Louisville Miss July 20th /63
Dear Sir Visburg is gone and as a consequence Mississippi is gone and in the opinion of allmost every one here the Confederacy is gone. I can myself see but one chance, but one course to pursue to save it, and I fear it is now too late for even that to check the tide that is overwhelming us. It is simply by your own authority, and without waiting for congress to give you authority, to call out every able bodied Negro man from the age of sixteen to fifty years old. They will go readily and cheerfully. The owners would gladly give them up and afford every facility in getting them off.

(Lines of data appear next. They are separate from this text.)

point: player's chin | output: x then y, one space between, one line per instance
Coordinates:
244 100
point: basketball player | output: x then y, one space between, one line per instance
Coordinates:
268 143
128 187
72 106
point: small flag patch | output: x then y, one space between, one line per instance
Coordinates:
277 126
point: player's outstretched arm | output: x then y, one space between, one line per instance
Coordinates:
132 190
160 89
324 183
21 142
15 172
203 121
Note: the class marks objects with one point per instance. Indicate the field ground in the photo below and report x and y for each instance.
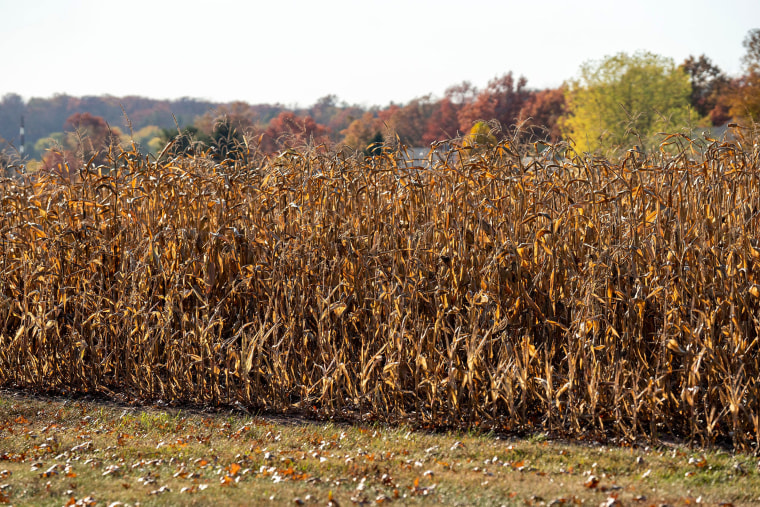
(55, 451)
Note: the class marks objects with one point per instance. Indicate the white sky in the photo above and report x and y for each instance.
(365, 51)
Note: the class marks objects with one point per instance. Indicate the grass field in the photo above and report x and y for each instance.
(498, 289)
(59, 452)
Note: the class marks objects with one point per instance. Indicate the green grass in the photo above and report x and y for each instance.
(54, 451)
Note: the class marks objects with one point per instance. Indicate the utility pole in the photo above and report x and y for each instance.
(21, 137)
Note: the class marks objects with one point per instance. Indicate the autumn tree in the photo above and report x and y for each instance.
(502, 100)
(708, 85)
(745, 96)
(541, 114)
(625, 100)
(408, 122)
(288, 130)
(363, 131)
(443, 123)
(87, 138)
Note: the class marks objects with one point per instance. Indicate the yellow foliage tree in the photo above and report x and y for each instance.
(624, 100)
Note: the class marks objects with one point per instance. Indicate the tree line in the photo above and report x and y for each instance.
(621, 100)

On every road leading from the western Country there is a constant stream of negroes running into Ala & Georgia & the Carolinas. They will destroy all the food in those states like an army of locusts. This if nothing else would starve us into subjection in a few months It is precisly what our enemy want. Take our nego men away and thereby relieve us of a dangerous element. Force the young white men, who are running off with them, into the army and we, the old men will take care of the negro women and children and make corn. Act promptly the negro men will all go to the enemy if not taken to our own army I believe fully half of them had rather go into our ranks than the Yankees They want to be in the frollick & they will be one way or the other. Away with all squeamesness about employing negroes in civilized warfare. Our enemies are doing it as rappidly as they can and we are left no other alternative.– If you knew with what pleasure I would send off every negro man I have tomorrow morning you would not dismiss this hastily. I am only one of the masses and what I say I believe nearly every slave holder in the South would say and do. With the highest considerations of respect I am verry truly youre friend.
O G Eiland
O. G. Eiland to President Davis, 20 July 1863, B-581 1863, Letters Received, series 5, Secretary of War, War Department Collection of Confederate Records, Record Group 109, National Archives. Endorsement.
Published in The Black Military Experience, pp. 284–85, and in Free at Last, pp. 132–33.